Se retrouvant seuls, Grüd desserra enfin les dents.

« J'sais pas toi, mais nom d'une verrue sur un bolet, tout ça m'dit rien qui vaille.

- Quoi ? fit Hazel en regardant avec envie les mets appétissants, je ne vois pas pourquoi vous dites ça ! De la nourriture, des gens prévenants et serviables... Je me sens bien ici.

- Mouai, et bien moi, des gens trop gentils dans l'coin, j'en ai pas encore vu. Alors j'demande à voir.

- Vous vous bilez trop. Vous êtes constamment sur la défensive ! Reposons-nous un peu ici, et nous verrons bien demain. »

Sans attendre de réponse, Hazel se servit copieusement. À peine avait-il englouti une partie de ses réserves, que les danseurs vinrent le chercher. Ils tentèrent d'embarquer le lutin qui lutta de toutes ses forces. Sans insister plus que cela, ils le laissèrent bouder dans son coin et se plongèrent dans une danse frénétique.

*

« Hazel, réveille-toi ! »

Un pas à droite, un pas à gauche...

« Hazel ! Bougre de plantigrade avachi ! »

Changement de partenaire, révérence, tour sur soi-même...

« Nom d'une châtaigne biscornue ! HAZEL ! hurla Grüd en lui tirant les oreilles.

- Oui-quoi-qu'est-ce-que-c'est ? balbutia l'intéressé.

- Ça se couche tard et c'est incapable de s'lever quand il faut. Il faut qu'on s'en aille d'ici !

- Mais pourquoi ? On est bien là, on est en sécurité...

- Oh que non ! J'ai vu, moi, j'ai vu qui s'trâme quelque chose de pas honnête.

- De quoi parlez-vous ?

- Ils sont en guerre ! J'ai tout vu ! Ils aiguisent leurs lames, affutent leurs flèches. Pendant que môssieur l'ourson s'amusait, j'ai fait du repérage, moi. Ils ne sont pas comme ils prétendent être. »

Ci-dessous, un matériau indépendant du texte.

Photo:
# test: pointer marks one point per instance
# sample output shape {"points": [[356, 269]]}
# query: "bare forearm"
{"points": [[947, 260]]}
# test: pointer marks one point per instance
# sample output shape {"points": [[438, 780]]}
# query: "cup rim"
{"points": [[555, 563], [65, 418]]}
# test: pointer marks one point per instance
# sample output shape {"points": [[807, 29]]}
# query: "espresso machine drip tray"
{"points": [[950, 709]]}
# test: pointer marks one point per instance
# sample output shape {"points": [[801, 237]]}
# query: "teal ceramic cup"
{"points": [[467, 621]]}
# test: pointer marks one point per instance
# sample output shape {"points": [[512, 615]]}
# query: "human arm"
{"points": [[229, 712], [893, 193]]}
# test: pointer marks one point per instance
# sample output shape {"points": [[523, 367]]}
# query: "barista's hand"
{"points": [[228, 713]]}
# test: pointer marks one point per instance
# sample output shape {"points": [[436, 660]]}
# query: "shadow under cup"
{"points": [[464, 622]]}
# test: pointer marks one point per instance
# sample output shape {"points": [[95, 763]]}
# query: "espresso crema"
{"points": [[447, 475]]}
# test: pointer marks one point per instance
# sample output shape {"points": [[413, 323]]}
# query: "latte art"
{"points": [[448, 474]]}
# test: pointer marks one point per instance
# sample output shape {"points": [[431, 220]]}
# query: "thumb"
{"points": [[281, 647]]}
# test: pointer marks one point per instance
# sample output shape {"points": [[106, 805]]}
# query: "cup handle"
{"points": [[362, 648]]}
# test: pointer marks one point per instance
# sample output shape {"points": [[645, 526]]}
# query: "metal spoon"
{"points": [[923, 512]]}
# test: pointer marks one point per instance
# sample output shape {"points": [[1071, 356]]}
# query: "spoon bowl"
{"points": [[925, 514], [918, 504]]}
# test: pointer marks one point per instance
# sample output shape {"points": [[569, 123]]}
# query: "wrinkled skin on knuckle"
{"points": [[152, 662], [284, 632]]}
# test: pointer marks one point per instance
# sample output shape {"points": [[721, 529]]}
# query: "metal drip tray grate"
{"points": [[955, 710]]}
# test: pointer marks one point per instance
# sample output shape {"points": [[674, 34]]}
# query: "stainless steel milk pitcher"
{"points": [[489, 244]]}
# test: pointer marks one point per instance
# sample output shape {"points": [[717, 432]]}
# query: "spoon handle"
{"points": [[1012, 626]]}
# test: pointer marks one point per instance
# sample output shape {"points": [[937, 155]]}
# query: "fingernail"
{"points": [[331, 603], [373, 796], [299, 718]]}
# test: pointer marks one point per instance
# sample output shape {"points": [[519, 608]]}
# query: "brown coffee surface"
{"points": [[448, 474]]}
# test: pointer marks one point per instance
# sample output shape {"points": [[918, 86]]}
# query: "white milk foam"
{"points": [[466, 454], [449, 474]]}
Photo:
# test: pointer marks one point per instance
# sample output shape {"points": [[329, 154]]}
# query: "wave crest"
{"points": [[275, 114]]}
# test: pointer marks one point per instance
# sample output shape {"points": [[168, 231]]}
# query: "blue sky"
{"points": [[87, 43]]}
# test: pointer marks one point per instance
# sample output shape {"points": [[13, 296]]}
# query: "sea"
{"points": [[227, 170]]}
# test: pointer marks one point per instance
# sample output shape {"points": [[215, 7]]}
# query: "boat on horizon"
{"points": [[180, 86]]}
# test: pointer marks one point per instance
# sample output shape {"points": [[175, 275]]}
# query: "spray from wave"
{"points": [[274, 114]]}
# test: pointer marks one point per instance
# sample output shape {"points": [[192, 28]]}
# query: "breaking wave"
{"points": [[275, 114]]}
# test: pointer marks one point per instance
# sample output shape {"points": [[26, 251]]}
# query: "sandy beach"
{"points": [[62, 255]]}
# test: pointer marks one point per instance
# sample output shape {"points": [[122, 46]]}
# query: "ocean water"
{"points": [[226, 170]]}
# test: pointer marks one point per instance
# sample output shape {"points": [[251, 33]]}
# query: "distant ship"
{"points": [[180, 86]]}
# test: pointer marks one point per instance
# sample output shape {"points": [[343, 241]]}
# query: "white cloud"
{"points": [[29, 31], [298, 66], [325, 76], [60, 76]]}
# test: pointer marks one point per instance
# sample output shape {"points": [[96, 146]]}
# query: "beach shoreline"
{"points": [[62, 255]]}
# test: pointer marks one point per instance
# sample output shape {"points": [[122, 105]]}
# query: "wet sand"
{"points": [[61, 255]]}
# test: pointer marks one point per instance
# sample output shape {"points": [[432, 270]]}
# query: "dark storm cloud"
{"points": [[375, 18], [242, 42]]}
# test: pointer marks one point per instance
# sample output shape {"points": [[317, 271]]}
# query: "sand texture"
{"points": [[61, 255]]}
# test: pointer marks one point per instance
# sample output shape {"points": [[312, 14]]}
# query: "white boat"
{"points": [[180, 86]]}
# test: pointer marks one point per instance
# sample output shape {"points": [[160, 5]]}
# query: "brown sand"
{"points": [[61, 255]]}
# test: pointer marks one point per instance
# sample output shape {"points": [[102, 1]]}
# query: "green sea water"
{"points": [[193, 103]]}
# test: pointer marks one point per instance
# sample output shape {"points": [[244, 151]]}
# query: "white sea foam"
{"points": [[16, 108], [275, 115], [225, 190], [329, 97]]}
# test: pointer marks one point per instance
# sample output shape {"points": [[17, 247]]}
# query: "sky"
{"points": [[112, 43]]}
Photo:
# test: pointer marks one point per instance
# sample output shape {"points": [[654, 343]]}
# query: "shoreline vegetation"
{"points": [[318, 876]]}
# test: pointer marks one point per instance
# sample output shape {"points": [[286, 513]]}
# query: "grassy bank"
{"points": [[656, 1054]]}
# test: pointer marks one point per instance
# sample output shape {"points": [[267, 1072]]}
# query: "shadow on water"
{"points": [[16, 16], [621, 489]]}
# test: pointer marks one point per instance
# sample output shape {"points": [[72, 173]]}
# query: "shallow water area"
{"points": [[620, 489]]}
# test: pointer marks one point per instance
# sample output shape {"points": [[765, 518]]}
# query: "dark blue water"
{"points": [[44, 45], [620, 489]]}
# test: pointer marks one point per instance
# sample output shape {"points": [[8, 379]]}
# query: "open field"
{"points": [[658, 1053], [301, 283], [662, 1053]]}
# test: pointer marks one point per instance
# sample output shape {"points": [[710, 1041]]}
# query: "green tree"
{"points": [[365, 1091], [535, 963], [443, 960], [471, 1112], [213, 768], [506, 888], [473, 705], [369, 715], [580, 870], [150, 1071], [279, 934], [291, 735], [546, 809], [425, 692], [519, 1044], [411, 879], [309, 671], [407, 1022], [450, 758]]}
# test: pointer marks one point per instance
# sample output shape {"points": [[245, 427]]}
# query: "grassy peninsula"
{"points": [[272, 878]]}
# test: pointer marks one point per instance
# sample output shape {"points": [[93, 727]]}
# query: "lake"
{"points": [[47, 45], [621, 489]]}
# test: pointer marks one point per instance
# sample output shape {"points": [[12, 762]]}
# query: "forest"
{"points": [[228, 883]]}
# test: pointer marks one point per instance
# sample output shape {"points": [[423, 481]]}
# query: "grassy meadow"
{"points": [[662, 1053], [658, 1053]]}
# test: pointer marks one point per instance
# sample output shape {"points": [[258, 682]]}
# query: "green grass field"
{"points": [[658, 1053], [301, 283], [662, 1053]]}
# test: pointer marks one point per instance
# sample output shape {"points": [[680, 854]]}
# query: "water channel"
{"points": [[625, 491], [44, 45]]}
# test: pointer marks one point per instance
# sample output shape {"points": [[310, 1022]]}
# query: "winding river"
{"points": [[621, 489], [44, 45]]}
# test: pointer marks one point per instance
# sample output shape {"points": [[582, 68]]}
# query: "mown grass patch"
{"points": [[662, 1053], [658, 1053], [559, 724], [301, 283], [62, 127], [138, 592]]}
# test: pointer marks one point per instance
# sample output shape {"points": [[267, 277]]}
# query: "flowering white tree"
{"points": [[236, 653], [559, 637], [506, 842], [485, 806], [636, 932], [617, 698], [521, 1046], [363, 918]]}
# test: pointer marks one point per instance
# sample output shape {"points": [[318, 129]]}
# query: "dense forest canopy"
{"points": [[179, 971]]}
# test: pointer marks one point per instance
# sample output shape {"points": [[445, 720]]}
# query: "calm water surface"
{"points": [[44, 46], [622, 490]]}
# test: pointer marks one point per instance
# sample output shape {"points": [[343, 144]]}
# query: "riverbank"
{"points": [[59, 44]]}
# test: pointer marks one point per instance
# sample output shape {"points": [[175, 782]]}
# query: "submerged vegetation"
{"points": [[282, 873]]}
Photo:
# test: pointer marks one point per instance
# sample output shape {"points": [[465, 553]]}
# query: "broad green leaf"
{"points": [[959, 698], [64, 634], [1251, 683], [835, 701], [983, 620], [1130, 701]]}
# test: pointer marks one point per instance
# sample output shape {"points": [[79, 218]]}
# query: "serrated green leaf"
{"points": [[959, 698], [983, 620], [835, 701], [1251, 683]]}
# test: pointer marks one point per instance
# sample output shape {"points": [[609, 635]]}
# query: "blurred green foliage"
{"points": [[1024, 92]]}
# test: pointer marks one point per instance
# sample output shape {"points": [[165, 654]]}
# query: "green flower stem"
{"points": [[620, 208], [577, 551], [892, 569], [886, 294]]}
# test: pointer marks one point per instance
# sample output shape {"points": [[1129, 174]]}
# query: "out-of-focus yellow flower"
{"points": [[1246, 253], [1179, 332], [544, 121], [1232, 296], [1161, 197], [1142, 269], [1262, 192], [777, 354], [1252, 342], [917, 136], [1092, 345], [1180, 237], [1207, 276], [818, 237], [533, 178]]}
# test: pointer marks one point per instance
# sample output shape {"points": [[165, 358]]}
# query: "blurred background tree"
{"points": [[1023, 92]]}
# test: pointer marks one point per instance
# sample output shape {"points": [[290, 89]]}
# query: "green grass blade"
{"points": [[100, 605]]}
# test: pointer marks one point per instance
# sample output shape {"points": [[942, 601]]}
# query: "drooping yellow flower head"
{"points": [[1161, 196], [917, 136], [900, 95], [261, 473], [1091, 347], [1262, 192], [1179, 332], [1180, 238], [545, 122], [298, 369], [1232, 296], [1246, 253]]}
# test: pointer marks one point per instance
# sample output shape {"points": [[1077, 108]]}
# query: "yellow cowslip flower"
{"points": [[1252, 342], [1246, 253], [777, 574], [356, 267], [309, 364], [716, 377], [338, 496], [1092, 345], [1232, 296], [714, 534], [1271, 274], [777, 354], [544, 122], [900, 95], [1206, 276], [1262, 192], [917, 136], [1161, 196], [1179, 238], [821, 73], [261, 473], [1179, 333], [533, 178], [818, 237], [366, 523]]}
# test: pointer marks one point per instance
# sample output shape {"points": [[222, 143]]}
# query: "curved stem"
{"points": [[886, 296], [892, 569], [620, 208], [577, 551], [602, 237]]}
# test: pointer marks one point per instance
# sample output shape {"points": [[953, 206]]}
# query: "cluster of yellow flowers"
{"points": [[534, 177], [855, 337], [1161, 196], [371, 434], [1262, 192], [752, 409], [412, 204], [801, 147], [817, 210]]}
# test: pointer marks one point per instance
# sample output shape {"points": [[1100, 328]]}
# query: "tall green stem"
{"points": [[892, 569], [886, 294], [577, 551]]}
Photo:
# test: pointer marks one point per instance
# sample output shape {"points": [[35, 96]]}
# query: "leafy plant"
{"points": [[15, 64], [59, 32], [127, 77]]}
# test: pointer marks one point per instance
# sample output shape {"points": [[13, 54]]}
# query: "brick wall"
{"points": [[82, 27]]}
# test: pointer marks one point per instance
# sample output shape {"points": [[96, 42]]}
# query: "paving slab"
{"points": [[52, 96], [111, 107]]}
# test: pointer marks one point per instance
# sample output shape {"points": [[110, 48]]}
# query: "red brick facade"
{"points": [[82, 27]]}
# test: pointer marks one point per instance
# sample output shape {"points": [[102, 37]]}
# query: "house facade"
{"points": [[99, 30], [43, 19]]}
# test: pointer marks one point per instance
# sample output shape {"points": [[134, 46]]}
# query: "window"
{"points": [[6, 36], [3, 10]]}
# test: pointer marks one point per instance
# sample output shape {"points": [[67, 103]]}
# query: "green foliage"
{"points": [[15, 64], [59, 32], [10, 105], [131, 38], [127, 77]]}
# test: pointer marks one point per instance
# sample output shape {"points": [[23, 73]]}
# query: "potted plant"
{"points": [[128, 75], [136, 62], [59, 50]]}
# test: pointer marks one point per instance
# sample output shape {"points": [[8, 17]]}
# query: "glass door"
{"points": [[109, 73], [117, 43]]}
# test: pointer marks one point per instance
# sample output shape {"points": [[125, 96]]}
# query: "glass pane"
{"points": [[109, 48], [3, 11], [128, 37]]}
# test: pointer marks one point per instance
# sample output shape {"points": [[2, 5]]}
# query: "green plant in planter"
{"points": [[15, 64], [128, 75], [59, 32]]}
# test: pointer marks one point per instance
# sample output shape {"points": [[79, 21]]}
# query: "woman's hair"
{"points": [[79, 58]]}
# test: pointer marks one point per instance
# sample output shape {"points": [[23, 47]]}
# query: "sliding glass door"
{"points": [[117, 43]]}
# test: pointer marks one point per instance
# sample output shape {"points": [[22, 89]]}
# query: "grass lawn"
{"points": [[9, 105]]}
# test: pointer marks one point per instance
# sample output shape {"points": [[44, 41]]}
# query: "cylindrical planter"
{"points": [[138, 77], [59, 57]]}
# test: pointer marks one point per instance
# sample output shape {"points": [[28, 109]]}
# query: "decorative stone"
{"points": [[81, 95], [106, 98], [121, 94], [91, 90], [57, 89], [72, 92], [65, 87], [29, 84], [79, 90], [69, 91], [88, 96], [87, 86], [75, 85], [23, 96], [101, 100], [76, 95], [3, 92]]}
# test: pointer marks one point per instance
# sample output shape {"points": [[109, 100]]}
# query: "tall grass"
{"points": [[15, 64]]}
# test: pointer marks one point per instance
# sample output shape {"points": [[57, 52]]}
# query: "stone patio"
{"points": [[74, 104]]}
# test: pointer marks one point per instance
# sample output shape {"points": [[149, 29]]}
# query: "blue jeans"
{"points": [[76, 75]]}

Hazel était complètement réveillé désormais. Mis dans un état d'alerte, il écoutait le lutin sans trop savoir quoi penser. La veillée qu'il venait de passer avec ces dryades était si charmante ! Que lui chantait-il ?

« Oh ! Je vois. Vous êtes jaloux ! J'ai passé la plus merveilleuse des soirées, je me suis amusé et pas vous ! Enfin, des personnes qui se soucient de mon bien-être ! Libre à vous de partir !

- Ah, tu l'prends comme ça ! Et bien j'y vais ! J'sais pas s'qu'y m'a pris d'aller t'chercher chez ses folles de naïades ! »

Rouge de colère, Grüd tourna le dos au jeune ours. Il marmonnait dans sa barbe, égrainant des insultes à tort et à travers.

Hazel se retrouva seul. Lui aussi était en colère, mais le départ de son ami lui provoqua un pincement au coeur.

Je vais lui prouver qu'il n'en est rien, se pensa-t-il.

Bâillant allègrement, l'ours se mit en quête d'un endroit pour faire sa toilette. L'ambiance joyeuse de la veille s'était tarie. Il ne restait que peu de vestiges visibles. Le son d'un marteau qui frappe une surface métallique lui parvint aux oreilles. Se dirigeant vers la source du vacarme, Hazel arriva auprès d'Orri. Sur une enclume, une épée courte était en cours d'affinage par ses soins. Elle battait le fer chaud, concentrée dans sa tâche, puis le plongea dans un baquet d'eau froide à proximité. Elle releva les yeux vers Hazel et lui demanda :

« Alors, bien reposé ?

- Oui. Je cherche un lieu pour me rafraîchir... Mais dites-moi, que faite-vous ?

- Oh ça ? elle assena des coups de marteau, prenant son temps pour faire sa réponse. Je me prépare.

- Vous vous préparez ?

- Oui. Demain, c'est l'assaut ! » dit-elle avec calme.